The source of this earnings growth was profit margin expansion (here we define profit margins as corporate profits / GDP), from 7.0% at the end of the third quarter 2001 to a whopping 10.3% in the latest quarter. As profit margins rise, corporations get to keep more of their sales, leading to improved profitability. To put things in perspective, the average profit margin for corporate America over last 25 years was approximately 8.3%, 200 basis points less than today.

The question comes to mind: Are the billions of dollars dedicated to productivity enhancements over last decade finally paying off? Did the new era of technology-induced corporate efficiency descend upon us? Are we in a “new”-economy, higher-profit margin paradigm? (OK, three questions). The answer is no, no, and definitely no.

Fallacy of composition Corporate America’s enormous investment in technology did not go to waste. It made companies more efficient, helping them to produce more with less — the definition of productivity. That’s the good news. The bad news is that technology improvements were available to everyone. Oracle(Nasdaq: ORCL) will sell its software to any company that can spell “Oracle” on a multi-million dollar check. This is where the economic concept fallacy of composition (what is true for part may not be true for the whole) kicks into high gear. Though technological investment may help the first adapter to cut costs and get a leg up on the competition, competitors won’t watch their economic pie being eaten by a more efficient company. Those who do sit still will be driven out of business. The others will adapt by writing a big fat check to Oracle, SAP(NYSE: SAP), or Microsoft(Nasdaq: MSFT), eventually catching up and competing the higher margins away. Thus, what was true for one company is not true for the industry.

As much as we would love to believe that productivity improvements brought to us by technological innovations will transform into corporate profitability, historically that has not been the case. Wal-Mart(NYSE: WMT) has changed the retail landscape by installing the most (at the time) revolutionary inventory management and distribution systems, passing the cost savings to the consumer, and driving less efficient competitors out of business.

However, Wal-Mart-like technology is available off the shelf to any retailer aspiring to coexist in today’s competitive landscape. Even companies like Dollar General(NYSE: DG), with stores the size of several Wal-Mart bathrooms put together, wrote sizable checks to Manhattan Associates(Nasdaq: MANH) and installed perpetual inventory and automatic reordering systems. This investment will keep Dollar General in the game by helping it survive in the new competitive environment, but is unlikely to send its margins much higher from today’s level.

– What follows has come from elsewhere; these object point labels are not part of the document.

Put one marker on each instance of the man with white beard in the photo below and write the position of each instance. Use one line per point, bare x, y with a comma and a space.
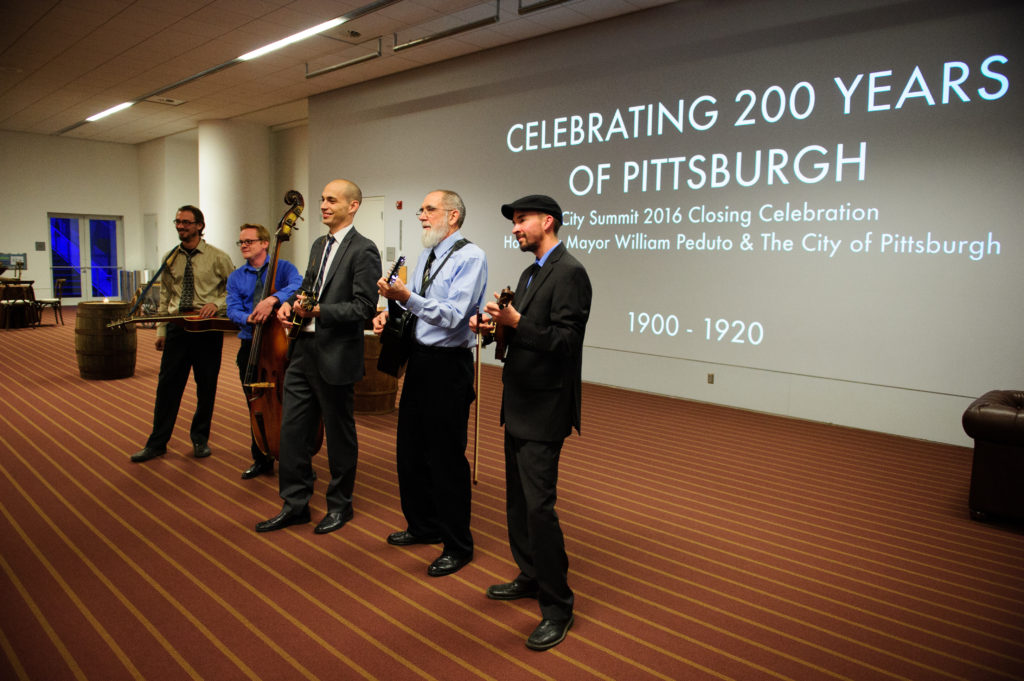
446, 288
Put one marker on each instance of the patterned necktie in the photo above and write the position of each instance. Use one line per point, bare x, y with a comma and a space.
320, 277
187, 285
426, 272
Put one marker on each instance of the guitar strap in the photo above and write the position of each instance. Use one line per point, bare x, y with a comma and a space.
412, 318
401, 326
426, 285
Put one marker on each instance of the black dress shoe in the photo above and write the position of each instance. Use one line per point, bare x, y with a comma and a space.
284, 519
448, 563
511, 591
549, 634
262, 467
334, 520
145, 454
406, 538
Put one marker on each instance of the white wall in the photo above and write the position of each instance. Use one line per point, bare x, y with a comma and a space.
443, 125
43, 174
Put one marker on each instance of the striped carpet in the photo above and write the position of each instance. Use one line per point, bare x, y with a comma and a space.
705, 543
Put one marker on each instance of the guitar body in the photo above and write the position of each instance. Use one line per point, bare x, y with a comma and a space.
298, 323
396, 337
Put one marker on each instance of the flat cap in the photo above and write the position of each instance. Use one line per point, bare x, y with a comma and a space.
535, 202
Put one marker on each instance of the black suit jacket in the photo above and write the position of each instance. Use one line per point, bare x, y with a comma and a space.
544, 355
347, 299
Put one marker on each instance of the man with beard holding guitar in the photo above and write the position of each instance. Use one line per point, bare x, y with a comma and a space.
544, 329
194, 282
446, 289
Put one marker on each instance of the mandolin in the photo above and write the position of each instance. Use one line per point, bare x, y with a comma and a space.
187, 322
396, 337
504, 298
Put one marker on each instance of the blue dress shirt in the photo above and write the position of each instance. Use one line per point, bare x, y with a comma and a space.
455, 295
242, 285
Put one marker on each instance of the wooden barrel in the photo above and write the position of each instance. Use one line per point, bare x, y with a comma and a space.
104, 352
376, 392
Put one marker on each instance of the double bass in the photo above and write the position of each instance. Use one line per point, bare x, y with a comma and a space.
268, 357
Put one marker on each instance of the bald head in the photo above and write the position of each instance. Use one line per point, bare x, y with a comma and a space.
339, 203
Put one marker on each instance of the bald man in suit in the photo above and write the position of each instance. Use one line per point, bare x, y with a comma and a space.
327, 360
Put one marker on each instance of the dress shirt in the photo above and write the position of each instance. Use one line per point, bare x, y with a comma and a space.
326, 266
211, 267
243, 283
456, 294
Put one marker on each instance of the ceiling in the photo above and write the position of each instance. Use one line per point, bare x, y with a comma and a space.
64, 60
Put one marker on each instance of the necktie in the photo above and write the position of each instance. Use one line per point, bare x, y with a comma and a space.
320, 277
258, 289
426, 272
187, 285
534, 269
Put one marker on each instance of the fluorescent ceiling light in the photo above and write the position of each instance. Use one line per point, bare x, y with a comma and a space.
302, 35
112, 110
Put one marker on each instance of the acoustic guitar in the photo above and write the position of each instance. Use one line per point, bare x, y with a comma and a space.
189, 323
297, 323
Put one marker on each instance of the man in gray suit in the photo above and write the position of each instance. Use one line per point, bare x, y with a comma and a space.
327, 360
544, 328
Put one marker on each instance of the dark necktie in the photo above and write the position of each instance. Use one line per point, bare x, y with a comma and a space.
534, 269
426, 272
323, 272
258, 289
187, 285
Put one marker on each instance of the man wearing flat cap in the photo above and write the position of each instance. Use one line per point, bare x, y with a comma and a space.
544, 332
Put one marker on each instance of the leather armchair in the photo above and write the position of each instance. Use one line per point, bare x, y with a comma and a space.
995, 421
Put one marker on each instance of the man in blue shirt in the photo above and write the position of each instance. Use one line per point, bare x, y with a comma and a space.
448, 287
247, 306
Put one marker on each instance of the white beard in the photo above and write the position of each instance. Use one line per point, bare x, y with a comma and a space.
434, 236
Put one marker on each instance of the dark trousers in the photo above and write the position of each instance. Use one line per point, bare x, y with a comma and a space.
433, 472
184, 351
535, 535
307, 399
242, 359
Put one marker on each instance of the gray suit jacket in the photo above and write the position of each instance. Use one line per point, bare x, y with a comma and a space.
348, 298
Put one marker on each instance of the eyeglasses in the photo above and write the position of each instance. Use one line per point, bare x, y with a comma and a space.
429, 210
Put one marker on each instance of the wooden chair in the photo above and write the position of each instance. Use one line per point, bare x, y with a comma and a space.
15, 309
51, 302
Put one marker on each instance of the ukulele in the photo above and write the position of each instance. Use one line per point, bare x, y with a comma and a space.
396, 337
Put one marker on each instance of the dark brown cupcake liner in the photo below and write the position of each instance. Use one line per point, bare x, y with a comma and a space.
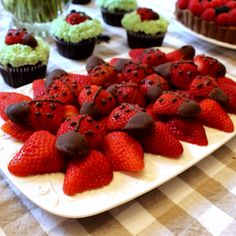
81, 1
112, 17
19, 76
76, 51
142, 40
206, 28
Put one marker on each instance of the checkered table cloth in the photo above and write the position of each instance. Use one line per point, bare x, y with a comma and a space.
200, 201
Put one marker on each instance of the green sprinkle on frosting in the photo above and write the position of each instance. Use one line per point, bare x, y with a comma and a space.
132, 22
75, 33
18, 55
111, 5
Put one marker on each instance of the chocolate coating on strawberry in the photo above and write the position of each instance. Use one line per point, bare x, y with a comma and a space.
55, 74
18, 113
189, 108
140, 121
93, 61
218, 95
73, 144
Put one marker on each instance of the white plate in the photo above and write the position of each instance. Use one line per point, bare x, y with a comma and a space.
46, 190
207, 39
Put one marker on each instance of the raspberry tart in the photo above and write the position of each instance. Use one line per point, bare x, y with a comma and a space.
145, 28
215, 19
76, 34
23, 58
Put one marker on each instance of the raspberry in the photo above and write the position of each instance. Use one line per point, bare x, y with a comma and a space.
208, 14
222, 19
232, 17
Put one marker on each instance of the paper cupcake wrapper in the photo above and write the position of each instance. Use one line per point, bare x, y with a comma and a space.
81, 1
76, 51
112, 18
19, 76
141, 40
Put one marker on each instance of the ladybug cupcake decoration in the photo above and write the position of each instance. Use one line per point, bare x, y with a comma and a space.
76, 34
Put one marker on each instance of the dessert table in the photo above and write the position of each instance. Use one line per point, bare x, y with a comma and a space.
199, 201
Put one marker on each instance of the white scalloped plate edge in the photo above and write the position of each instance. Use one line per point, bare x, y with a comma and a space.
46, 190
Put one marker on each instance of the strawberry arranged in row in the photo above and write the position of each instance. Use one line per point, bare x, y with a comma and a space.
105, 120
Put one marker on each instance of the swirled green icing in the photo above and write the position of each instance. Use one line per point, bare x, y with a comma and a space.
18, 55
75, 33
132, 22
111, 5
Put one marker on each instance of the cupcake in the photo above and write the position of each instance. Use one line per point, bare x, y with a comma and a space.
114, 10
76, 34
81, 1
23, 58
145, 28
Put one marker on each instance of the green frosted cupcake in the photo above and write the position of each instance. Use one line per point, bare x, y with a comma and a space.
23, 58
76, 34
145, 28
114, 10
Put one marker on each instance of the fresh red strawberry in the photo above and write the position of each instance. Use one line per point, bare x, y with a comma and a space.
132, 72
9, 98
91, 172
124, 152
18, 132
213, 115
129, 117
75, 18
161, 141
95, 101
209, 66
136, 54
229, 88
207, 87
182, 4
209, 14
195, 7
39, 88
103, 75
84, 125
38, 155
153, 57
171, 103
153, 86
15, 36
69, 111
182, 73
127, 93
118, 63
187, 130
186, 52
232, 17
39, 114
147, 14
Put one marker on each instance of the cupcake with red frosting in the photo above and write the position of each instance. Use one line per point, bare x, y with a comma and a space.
76, 34
145, 28
23, 57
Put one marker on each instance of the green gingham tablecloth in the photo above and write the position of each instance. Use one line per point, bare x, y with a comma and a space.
200, 201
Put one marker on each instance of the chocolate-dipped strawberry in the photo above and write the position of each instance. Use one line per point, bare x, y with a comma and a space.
40, 114
171, 103
129, 117
127, 92
153, 86
95, 101
77, 135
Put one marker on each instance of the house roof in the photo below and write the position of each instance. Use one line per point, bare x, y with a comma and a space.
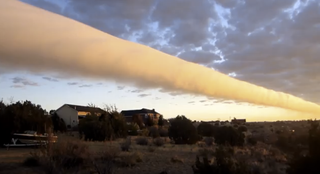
138, 111
85, 108
239, 120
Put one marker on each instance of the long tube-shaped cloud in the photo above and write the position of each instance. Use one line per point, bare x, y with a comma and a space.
36, 40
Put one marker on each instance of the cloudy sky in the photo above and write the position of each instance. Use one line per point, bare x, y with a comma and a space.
274, 44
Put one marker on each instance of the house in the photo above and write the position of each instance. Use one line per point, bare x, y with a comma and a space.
71, 114
238, 121
143, 113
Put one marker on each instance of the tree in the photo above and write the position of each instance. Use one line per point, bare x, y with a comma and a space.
138, 120
227, 135
182, 131
108, 126
160, 121
150, 121
21, 116
242, 129
58, 123
308, 164
206, 129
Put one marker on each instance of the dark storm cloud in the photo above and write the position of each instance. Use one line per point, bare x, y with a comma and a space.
144, 95
275, 44
50, 79
73, 83
21, 81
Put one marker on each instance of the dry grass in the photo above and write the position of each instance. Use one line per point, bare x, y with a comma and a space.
108, 156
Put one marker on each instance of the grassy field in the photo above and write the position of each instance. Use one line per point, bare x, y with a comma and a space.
150, 159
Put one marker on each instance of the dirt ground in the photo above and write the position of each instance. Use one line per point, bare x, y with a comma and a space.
175, 159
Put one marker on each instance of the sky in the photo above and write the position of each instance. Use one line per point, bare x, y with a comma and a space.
274, 44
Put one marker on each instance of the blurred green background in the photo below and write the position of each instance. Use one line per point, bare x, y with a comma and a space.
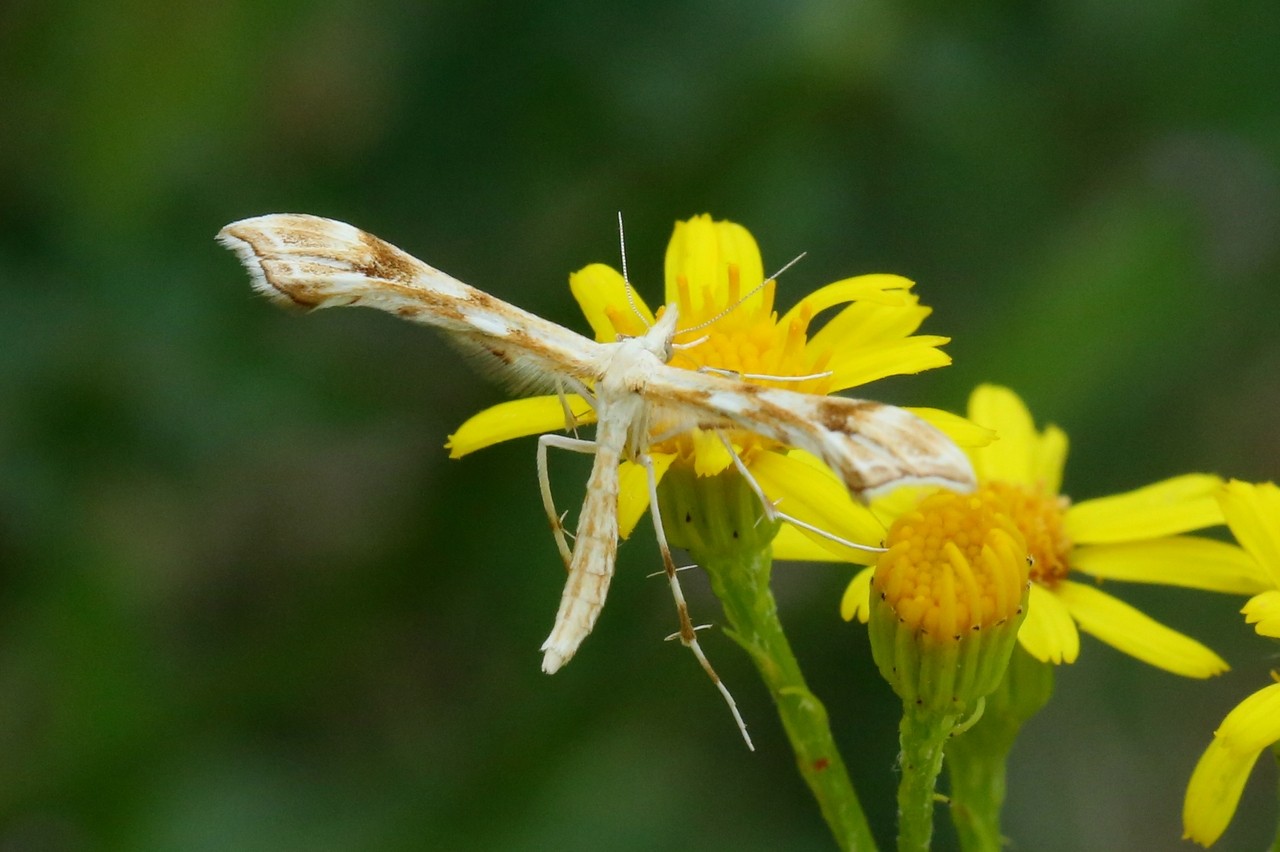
247, 601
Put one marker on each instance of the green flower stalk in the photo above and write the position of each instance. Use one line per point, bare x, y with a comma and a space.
717, 520
977, 757
946, 601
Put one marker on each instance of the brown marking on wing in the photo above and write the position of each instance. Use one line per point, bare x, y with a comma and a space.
383, 261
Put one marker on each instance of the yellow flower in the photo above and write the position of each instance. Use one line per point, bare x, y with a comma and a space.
949, 596
714, 274
1132, 536
1253, 514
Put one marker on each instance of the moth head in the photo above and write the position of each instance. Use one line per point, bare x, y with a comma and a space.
661, 338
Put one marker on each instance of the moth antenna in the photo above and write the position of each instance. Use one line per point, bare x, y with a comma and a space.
626, 280
749, 294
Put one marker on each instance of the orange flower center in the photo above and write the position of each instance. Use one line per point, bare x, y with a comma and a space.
1038, 516
956, 563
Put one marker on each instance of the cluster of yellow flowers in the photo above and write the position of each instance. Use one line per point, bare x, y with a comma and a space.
1137, 536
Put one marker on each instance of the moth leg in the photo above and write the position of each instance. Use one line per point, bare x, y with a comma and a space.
570, 417
771, 507
688, 632
544, 484
762, 376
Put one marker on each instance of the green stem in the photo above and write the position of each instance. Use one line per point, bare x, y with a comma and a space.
923, 737
741, 582
976, 769
1275, 752
977, 757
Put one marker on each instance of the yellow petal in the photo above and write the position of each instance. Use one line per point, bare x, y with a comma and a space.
858, 365
1214, 792
868, 321
816, 497
856, 598
602, 294
1215, 788
702, 252
1050, 459
1013, 456
634, 490
1174, 560
1253, 513
1264, 613
711, 456
794, 545
880, 288
1047, 632
1136, 633
1165, 508
517, 418
965, 433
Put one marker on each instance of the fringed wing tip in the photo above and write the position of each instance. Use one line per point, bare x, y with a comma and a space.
238, 237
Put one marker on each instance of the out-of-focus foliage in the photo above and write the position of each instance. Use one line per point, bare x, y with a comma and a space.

Should all-time high corporate margins worry investors? Today’s stock market valuation is higher than it may appear. As margins revert to the historical average (and they always do), corporate earnings growth will either decelerate — disappointing Wall Street expectations of 8% earnings growth (according to First Call) for the S&P 500 over next five years — or decline, driving earnings, the “E” in the P/E equation, down. The broad market index fund investor may be in a pickle when a cheap market suddenly becomes more expensive. If today’s corporate profitability reverts to the mean profit margins observed over the last 25 years, corporate profits would decline almost 19%.

Putting macro-shmacro stuff aside, why does this all matter to investors holding individual stocks? Companies that don’t have a sustainable competitive advantage (a metaphorical moat around their business) will not get to keep the benefits from the increased productivity. These benefits will get competed away, and their margins will decline. Do you own one of those companies? I strongly recommend you take a look at the companies whose margins are hitting an all-time high, and examine their competitive landscape and their business for sustainable competitive advantage.